Read local—August 13, 2010
This weekend Hastings will be celebrating our very own hometown beverage during Kool-Aid Days so it seems appropriate that we should also celebrate our local authors and Read Local!
If you want to bone up on your local history, there are three books that you should read, or at least look through. Jeff O’Donnell’s “Adams County Nebraska: A Pictorial History” takes a thematic approach to the county’s history and is lavishly illustrated with photographs from the Adams County Historical Society archives and the “Hastings Tribune” collection. Monty McCord uses a chronological approach in his “Hastings: The Queen City of the Plains” title. “Hastings Then & Now” by Elizabeth Spilinek tells the story of the community through our architecture and there is also an accompanying dvd titled “Connections to the Past.” The video will be shown Saturday afternoon during Kool-Aid Days at the library.
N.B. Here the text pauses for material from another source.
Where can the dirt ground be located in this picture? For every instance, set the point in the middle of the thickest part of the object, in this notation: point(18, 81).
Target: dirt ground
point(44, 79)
But local authors don’t just write books about history. Dr. Leo Lemonds has written several volumes of stories from his many years as a local veterinarian, one of them “Doc’s Dog and Cat Stories” while Wendy Keele shares her fascination and in-depth knowledge about Swedish knitting in “Poems of Color: Knitting in the Bohus Tradition.” This is a beautiful book to look at and includes patterns for knitters. Another example of the wide ranging interests of local authors is Dan Deffenbaugh’s “Learning the Language of the Fields: Tilling and Keeping as Christian Vocation.” What Deffenbaugh suggests is a “theology of place” that incorporates organic gardening and Christian tradition to “reconnect spirituality and community.”
You can also find good fiction titles being written locally. Monty McCord has an audio book featuring Nebraska Marshall Joe Mundy called “Mundy’s Law”. Jeff O’Donnell has written several fiction titles including “Dismal River” and “Blood on the Republican”. A very prolific romance writer lives in a community south of Hastings, but we claim her because we see her in the library frequently. She writes under the name Kristin Gabriel and her titles include “Bullets over Boise”, “Third Time’s the Charm” and “Good Night, Gracie”.
So be part of the Go Local movement by celebrating Kool-Aid, visiting the Farmer’s Market and checking out one of these local authors at the Hastings Public Library.